# Frequent Itemset Mining & Association Rules

## **Objective**
 In this activity, students will:
 1. Implement the Apriori Algorithm to mine frequent itemsets.
 2. Generate association rules from the frequent itemsets.
 3. Calculate support, confidence, and lift metrics.
 4. Apply the algorithm on a sample dataset and analyze the results.

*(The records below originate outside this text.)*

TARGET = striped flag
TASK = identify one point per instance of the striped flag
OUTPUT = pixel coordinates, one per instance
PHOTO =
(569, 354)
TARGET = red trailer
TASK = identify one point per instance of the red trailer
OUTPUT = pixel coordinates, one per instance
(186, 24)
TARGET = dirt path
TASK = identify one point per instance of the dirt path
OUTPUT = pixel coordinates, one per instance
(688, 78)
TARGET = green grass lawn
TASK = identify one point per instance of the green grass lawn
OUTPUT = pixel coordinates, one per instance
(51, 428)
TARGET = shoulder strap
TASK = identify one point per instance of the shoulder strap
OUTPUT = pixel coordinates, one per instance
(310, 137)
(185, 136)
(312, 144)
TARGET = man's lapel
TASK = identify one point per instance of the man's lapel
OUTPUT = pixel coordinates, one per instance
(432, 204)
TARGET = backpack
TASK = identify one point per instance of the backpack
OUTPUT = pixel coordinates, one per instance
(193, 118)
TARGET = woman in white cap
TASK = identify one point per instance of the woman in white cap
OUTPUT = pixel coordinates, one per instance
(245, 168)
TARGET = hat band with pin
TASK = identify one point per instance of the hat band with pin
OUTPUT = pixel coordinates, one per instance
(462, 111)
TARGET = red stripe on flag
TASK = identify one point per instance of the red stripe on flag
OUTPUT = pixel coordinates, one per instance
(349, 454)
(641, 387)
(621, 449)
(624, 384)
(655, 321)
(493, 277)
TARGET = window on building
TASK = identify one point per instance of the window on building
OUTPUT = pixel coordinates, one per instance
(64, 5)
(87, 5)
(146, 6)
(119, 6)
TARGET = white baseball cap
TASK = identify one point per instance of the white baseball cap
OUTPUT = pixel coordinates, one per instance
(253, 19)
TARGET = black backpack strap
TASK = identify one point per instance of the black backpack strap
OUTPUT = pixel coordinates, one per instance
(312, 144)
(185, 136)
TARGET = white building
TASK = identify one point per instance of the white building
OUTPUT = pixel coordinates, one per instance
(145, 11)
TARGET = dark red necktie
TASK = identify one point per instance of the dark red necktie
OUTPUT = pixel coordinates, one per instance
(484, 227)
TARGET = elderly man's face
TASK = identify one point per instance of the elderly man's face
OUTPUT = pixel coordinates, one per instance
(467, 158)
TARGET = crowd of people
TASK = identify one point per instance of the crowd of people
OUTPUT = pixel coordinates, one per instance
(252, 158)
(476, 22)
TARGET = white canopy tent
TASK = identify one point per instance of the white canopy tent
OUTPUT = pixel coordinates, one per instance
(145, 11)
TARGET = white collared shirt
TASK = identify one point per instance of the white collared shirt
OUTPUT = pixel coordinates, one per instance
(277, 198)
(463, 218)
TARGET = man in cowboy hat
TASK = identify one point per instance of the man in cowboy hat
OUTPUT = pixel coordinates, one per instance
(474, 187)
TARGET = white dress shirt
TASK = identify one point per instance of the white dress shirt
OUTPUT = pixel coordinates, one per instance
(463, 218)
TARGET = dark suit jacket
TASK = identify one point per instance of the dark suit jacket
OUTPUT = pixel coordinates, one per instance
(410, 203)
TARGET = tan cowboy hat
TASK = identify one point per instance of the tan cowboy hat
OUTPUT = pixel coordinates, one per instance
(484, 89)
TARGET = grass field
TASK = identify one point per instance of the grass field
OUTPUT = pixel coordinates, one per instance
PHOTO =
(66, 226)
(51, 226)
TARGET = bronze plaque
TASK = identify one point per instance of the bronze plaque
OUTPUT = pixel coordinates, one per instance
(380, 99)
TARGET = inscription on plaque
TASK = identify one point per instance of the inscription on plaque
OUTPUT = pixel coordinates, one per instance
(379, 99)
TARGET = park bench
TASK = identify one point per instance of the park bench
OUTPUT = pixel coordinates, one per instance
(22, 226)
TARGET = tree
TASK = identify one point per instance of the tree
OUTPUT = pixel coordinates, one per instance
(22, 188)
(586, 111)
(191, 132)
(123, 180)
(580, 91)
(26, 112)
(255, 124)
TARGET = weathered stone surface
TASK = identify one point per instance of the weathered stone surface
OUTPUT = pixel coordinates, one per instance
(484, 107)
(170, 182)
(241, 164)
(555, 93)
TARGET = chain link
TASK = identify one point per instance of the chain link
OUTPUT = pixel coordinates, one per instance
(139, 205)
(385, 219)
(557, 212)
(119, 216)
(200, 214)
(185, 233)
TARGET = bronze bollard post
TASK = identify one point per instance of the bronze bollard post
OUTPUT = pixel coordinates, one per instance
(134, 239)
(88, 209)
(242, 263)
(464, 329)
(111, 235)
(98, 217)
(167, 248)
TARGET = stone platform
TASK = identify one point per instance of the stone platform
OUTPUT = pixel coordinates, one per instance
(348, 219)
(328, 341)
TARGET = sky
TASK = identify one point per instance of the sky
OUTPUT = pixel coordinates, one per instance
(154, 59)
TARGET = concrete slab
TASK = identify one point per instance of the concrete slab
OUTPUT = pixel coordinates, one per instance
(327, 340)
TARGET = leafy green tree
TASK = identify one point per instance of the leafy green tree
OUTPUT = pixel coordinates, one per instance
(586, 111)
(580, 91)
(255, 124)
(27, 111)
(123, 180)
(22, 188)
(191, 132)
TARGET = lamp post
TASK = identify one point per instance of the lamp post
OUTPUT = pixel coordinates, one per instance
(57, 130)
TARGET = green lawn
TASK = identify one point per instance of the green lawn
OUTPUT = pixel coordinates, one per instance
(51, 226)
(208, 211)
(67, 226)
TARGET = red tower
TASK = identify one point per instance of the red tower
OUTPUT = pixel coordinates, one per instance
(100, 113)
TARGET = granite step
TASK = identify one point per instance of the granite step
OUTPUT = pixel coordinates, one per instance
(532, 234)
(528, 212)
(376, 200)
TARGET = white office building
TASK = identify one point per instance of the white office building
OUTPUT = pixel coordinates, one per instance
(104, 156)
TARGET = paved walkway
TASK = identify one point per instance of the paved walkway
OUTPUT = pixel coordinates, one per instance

#1 Implement the Apriori Algorithm to mine frequent itemsets

In [1]:
from itertools import combinations

def generate_candidates(frequent_itemsets, k):
    """Generate candidate itemsets of size k from frequent itemsets of size k-1"""
    candidates = set()
    frequent_items = list(frequent_itemsets.keys())
    for i in range(len(frequent_items)):
        for j in range(i+1, len(frequent_items)):
            union_set = frequent_items[i] | frequent_items[j]
            if len(union_set) == k:
                candidates.add(frozenset(union_set))
    return candidates


In [2]:
def get_frequent_itemsets(transactions, candidates, min_support):
    """Filter candidates to get frequent itemsets based on support threshold"""
    itemset_counts = {}
    for transaction in transactions:
        for candidate in candidates:
            if candidate.issubset(transaction):
                itemset_counts[candidate] = itemset_counts.get(candidate, 0) + 1
    total_transactions = len(transactions)
    return {itemset: count / total_transactions for itemset, count in itemset_counts.items() if count / total_transactions >= min_support}

In [3]:
def apriori(transactions, min_support):
    """Apriori Algorithm to mine frequent itemsets"""
    single_items = {frozenset([item]) for transaction in transactions for item in transaction}
    frequent_itemsets = get_frequent_itemsets(transactions, single_items, min_support)
    all_frequent_itemsets = frequent_itemsets.copy()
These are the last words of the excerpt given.